Simple Payback Period is defined as the number of years required to recover a project’s cost. The regular payback method ignores cash flows beyond the payback period, and it does not consider the time value of money. The payback does, however, provide an indication of a project’s risk and liquidity, because it shows how long the invested capital will be “at risk”.

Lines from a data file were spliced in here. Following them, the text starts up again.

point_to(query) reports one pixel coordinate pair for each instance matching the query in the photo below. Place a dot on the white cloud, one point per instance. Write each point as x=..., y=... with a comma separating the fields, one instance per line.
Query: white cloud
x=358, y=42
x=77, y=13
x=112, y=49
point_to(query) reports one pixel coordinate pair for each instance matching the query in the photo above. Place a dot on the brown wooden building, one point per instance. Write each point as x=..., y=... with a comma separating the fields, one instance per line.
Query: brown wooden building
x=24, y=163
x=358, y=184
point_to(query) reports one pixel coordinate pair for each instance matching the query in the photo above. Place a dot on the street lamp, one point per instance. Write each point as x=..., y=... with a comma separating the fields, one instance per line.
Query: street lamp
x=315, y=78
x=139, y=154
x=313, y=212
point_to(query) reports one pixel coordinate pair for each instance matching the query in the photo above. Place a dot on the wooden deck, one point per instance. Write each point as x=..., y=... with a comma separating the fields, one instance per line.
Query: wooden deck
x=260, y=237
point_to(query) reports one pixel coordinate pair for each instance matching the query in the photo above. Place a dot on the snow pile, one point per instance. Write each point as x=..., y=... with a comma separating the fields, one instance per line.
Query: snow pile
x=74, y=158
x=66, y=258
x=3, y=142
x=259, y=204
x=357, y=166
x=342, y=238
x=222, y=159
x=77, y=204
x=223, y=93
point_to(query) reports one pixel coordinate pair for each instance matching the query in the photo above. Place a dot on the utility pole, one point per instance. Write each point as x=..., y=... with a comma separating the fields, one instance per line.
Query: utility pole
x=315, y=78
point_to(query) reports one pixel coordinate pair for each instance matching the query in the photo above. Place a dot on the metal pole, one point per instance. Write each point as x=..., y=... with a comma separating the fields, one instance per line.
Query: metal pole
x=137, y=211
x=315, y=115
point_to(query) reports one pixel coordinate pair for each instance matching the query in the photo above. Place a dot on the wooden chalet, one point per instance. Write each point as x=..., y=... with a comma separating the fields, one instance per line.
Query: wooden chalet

The Simple Payback is the amount of installed cost divided by the annual cost of energy savings.

Example:
Initial investment = $2,000
Annual energy savings = 1,000
Simple payback = $2,000 / $1,000 = 2 years
Simple Payback (Years)
       
Present Value (PV) - Present value, also known as present discounted value, is the value of future savings discounted to reflect its current value, as if it existed today. The present value is always less than or equal to the future value because money has interest earning potential which is also described as the time value of money. The time value of money means that a dollar earned today is worth more than if it was earned in the future because it could be invested today and it could earn interest over time.
This cell is calculated and locked. The PV interest rate is 10% by default and can be manually adjusted in the table above. The project could be accepted if the PV value is positive and rejected if the PV is negative.

PV(rate, nper, pmt, [fv], [type])
Where:
PV = Present Value
rate = Discount Rate
nper = Number of Periods (Months)
pmt = Monthly Savings
fv = Future Value of Investment (Optional)
type = Indicator when payments (savings) are realized (0 means end of period, 1 means begining of period)
       
Net Present Value (NPV) discounts all future savings at the project's cost of capital and then sums up those future cash flows. The project could be accepted if the NPV value is positive and rejected if the NPV is negative.

The Excel NPV formula calculates the sum of the present value (PV) of future cash flows (t=1, t=2, ... t=n), so to obtain the true Net Present Value, you need to subtract the initial investment or in other words, add the initial negative value at t=0 to PV.
       
Return On Investment (ROI) is measured as the ratio of the savings to the cost of investment. The ROI describes the earning power of investment and is used to measure the efficiency of an investment vs. another opportunity i.e. investing in stocks or bonds. The higher ROI is usually considered a better investment.

ROI = (PV Savings - PV Cost) / PV Cost

PV Savings = PV of Annual Savings over Boiler LifeCycle
PV Cost = Total Net Installed Cost
ROI (Annual Savings/Net Installed Cost)
       
             
             
Disclaimer: This tool will provide projected energy-use savings estimates for commercial boilers based on inputs and typical project characteristics.  Actual results may vary based on variable factors specific to your project, such as the project’s geographic location, weather/temperature, gas utility rates, weeks of heating season, efficiency of your existing hydronic heating system, heating loads, project building size, number of occupants, building air-leakage and insulation values, and additional heat sources.  Estimates provided should not be conclusively relied upon and may be different from actual usage and costs based on variable factors such as those described above.  This tool is intended as a courtesy and only to provide a comparison that reflects estimated differences between commercial boilers.  Actual results of greenhouse gas emission savings may vary based on the ratio of coal to other fuels used by the local utility.